The Jewish Community Group of Wethersfield was formed in 1954. The group purchased the former Methodist Church on Main Street in 1960 and adopted the name Temple Beth Torah. The building was converted to become a synagogue and the new Temple’s Day of Dedication was celebrated on May 28, 1961. Work began in 1964 to give the Temple a new facade. The former church’s steeple was removed and a new entrance in the colonial revival style was added.
The Italianate villa-style house at 8 School Street, at the corner of Hazard Avenue in the Hazardville section of Enfield, was built in 1865 to serve as the home of the superintendent of the Hazard Powder Company. It is the largest house in the neighborhood.

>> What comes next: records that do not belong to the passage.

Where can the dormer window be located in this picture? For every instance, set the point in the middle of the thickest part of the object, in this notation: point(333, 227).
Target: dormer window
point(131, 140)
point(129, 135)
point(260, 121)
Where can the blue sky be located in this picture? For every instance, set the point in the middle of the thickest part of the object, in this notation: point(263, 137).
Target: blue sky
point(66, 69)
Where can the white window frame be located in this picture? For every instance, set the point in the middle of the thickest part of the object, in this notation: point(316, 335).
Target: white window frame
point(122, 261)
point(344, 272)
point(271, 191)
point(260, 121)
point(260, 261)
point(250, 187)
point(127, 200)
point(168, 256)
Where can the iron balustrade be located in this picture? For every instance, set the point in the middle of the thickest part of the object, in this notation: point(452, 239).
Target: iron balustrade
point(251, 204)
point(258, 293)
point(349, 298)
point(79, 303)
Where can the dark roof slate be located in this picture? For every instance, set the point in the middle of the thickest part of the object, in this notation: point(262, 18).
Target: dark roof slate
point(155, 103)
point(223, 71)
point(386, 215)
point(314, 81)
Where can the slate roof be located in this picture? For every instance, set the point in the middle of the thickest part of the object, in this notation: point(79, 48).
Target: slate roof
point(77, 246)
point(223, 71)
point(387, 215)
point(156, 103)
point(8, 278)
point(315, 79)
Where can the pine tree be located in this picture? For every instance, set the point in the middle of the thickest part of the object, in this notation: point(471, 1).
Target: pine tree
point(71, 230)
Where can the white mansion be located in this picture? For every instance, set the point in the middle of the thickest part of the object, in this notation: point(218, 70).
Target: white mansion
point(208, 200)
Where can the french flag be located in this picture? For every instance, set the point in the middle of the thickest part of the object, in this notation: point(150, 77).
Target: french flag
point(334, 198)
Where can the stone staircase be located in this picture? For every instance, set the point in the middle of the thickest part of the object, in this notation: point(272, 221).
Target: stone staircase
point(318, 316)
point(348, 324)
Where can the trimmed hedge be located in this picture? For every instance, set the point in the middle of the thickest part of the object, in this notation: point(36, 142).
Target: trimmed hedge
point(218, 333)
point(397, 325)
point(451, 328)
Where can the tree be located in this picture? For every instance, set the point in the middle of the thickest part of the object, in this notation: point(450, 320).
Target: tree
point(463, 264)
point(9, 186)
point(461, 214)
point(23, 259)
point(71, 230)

The house at 591 Main Street in Cromwell was built on the site of an earlier house, purchased by Amos and William Savage from the estate of Joseph Ranney in 1756. Samuel Spencer (1744-1818) purchased half of the house and land in 1771 and the other half six years later. He may have incorporated the earlier residence into the new house he built c. 1777. After Spencer‘s death, the house passed to his daughter, who was married to Dr. Titus Morgan. Another daughter, Sarah “Sally” Spencer, married Joseph Morgan, Dr. Morgan‘s cousin, who was the grandfather of J. Pierpont Morgan. In 1873, the house became the first Cromwell residence of Russell Frisbie, who later bought the house on Main Street that is now home to the Cromwell Historical Society. It was probably Frisbie who added the Italianate decorative elents to the facade of the Spencer House, which originally had a gambrel roof.
The Martha J. Newell House is located at 89 High Street in Bristol. Built around 1870, it is an Italianate house that was once the residence of Martha Judd Brewster Newell (d. 1905). Mrs. Newell was a member of the Daughters of the American Revolution and the Women’s Board of Missions. She was the wife of Samuel Pomeroy Newell (1823-1888). According to The Brewster Genealogy, Vol. II (1908), compiled and edited by Emma C. Brewster Jones:
Samuel P. Newell was graduated from Yale Law School in 1848, and was a lawyer of extensive practice at Bristol. He served as U.S. internal revenue collector and was judge of Probate Court for the District of Bristol. His son-in-law, John J. Jennings, was his law partner.